Kenyataannya sebagai negara kepulauan yang sangat besar, kuantitas maupun kualitas pelabuhan yang ada sangat minim. Pemerintah bersama dengan pengelola pelabuhan seharusnya konsisten dalam pengembangan pelabuhan, baik yang sifatnya ekspansif maupun untuk membangun baru, karena dibutuhkannya perencanaan matang untuk mengantisipasi kebutuhan di masa yang akan datang.

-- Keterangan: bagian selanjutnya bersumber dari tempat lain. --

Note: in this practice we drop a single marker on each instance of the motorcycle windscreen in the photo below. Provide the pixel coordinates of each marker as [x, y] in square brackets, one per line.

Pembangunan infrastruktur ini harus dilihat dengan skala kebutuhan jangka panjang. Artinya tidak harus menunggu kondisi stagnan, baru berpikir membangun pelabuhan baru atau alternative. Bisa dilihat pelabuhan Tanjung Priok yang menjadi andalan, saat ini sudah mengalami stagnasi, sementara pelabuhan alternatifnya belum siap, tambah Ketua Umum Asosiasi Logistik Indonesia Zaldy Masita, di sela pembahasan “Dampak Kinerja Pelabuhan terhadap Ekonomi Nasional,” Sabtu (11/1).